As we left, I got the idea to one day write a cheeky book called “Backpacking 101.” As we hiked up the trail, I formulate the first two sarcastic, tongue-in-cheek chapter titles:
“Chapter 1: Ambition vs. Stupidity, How to Choose a Trail that’s Right for You” and, “Chapter 2: You are Not a Donkey, Notes on Packing Light.”
Four miles further up the trail, we stumbled across a pair of sandals, and a gallon Ziploc bag full of half-eaten foodstuffs stacked neatly together on a rock. Carl picked up the shoes; I grabbed the food bag and, thanks to our overzealous friend, our packs instantly became that much heavier.
Thousand Islands Lake was stunning. We rolled into camp just in time to get the tent up before it rained. Much to our dismay, the campground was surprisingly full. We snagged the last available campsite, which provided a jaw-dropping view of the sepia sunset that ripped through the clouds, casting the mountains and the perfect alpine lake dotted haphazardly with hundreds of tiny little rock islands, in a haunting orange hue.
“Honey, wake up! Someone is yelling at a bear!” Carl whispered in my ear.
Groggily, I opened my eyes. It was pitch black. Listening intently, I heard voices in the distance.
“Get out! Go On!

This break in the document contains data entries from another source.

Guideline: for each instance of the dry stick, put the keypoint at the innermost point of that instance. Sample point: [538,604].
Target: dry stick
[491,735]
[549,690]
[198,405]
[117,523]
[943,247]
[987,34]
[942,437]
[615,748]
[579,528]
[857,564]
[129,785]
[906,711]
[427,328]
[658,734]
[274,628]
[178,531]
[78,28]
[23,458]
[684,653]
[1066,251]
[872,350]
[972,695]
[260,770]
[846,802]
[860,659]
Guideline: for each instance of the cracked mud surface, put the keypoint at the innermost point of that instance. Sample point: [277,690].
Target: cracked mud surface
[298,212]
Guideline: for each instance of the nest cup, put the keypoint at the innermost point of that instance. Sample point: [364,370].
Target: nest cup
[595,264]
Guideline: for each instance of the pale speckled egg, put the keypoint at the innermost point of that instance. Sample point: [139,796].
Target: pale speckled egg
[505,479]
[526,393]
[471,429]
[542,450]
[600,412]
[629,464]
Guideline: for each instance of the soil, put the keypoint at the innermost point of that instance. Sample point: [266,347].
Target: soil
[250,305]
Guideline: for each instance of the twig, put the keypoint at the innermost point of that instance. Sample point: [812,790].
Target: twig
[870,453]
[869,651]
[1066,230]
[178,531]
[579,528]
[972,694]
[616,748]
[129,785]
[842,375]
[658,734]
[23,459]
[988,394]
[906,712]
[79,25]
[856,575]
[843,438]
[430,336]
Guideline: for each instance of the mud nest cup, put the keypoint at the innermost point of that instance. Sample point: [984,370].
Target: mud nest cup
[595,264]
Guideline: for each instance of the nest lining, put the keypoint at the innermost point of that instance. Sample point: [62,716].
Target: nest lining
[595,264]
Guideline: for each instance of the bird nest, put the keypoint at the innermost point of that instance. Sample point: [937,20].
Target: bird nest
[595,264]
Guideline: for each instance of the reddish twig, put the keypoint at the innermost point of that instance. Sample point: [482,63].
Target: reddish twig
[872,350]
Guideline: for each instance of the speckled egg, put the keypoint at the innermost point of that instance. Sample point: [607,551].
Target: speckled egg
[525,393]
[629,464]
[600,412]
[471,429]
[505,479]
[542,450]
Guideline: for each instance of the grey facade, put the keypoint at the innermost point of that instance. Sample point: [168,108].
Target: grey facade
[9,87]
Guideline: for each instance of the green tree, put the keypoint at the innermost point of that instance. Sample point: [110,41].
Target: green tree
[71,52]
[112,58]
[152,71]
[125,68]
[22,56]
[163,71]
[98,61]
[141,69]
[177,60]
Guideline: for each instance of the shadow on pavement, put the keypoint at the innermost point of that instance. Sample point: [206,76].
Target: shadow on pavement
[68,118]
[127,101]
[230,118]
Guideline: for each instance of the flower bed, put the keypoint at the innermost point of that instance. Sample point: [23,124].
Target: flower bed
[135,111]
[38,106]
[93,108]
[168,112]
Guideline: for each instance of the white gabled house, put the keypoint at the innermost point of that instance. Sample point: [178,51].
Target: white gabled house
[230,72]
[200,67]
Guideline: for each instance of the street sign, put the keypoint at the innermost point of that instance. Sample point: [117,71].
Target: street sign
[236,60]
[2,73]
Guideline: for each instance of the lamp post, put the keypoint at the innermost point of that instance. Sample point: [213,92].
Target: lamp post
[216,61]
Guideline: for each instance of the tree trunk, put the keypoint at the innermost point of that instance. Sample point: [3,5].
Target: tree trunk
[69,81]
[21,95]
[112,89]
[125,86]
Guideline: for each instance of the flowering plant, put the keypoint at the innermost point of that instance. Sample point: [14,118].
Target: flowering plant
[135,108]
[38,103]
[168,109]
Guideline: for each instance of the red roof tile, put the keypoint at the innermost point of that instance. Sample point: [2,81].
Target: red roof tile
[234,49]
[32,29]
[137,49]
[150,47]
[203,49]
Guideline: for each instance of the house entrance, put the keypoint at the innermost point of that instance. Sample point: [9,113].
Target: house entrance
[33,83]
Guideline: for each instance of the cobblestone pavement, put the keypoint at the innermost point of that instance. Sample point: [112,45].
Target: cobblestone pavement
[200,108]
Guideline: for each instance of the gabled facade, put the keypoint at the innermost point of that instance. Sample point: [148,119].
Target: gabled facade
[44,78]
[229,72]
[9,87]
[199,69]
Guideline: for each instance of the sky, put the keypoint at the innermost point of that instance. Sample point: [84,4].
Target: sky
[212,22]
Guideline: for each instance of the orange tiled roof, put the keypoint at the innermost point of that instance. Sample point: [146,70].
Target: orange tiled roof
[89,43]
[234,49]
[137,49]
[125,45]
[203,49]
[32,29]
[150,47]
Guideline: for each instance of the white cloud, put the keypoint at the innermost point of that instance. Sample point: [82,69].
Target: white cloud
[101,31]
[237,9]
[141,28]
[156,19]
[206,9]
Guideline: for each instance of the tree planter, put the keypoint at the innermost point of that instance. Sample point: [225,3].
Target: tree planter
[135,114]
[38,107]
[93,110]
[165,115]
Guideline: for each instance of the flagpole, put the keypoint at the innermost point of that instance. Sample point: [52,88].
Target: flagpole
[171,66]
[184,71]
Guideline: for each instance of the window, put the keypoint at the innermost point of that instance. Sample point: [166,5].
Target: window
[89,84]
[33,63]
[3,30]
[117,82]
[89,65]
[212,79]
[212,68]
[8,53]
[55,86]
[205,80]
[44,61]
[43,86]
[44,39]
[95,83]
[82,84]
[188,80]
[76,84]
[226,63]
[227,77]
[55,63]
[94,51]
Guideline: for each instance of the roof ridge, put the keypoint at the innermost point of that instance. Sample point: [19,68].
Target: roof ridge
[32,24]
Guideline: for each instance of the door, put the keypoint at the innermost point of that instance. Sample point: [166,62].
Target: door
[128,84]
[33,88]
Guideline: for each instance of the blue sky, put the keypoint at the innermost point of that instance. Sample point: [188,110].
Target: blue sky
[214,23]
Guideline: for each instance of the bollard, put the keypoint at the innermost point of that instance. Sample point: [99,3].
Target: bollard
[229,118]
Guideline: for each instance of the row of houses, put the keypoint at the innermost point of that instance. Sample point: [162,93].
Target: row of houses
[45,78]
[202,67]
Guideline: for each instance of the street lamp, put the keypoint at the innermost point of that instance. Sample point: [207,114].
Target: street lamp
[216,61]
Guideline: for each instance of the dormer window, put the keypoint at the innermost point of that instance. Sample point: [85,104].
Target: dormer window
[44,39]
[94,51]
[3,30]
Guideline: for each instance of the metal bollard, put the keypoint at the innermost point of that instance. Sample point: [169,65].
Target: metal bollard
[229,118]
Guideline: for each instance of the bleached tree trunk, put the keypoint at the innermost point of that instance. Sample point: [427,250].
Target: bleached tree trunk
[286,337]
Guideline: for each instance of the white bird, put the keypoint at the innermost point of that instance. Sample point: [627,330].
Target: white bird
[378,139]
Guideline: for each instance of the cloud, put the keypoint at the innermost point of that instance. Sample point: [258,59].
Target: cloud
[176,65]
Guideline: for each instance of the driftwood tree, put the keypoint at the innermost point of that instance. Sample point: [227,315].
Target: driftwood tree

Get out of here!”
“Either that or he and his girlfriend got in a fight,” I replied, but Carl didn’t find my joke to be that funny.
I unzipped the tent door and watched entertained as two headlamps bobbed after a black shadow in the night. He wasn’t a big bear, but he was hungry, and they obviously had something he desperately wanted because he just kept on going back for more.
My survival instincts are strong, and they distinctly told me not to get out of the tent and throw rocks at the hungry bear. Instead, we did what any sane person would do, zipped up the tent door, and went back to sleep.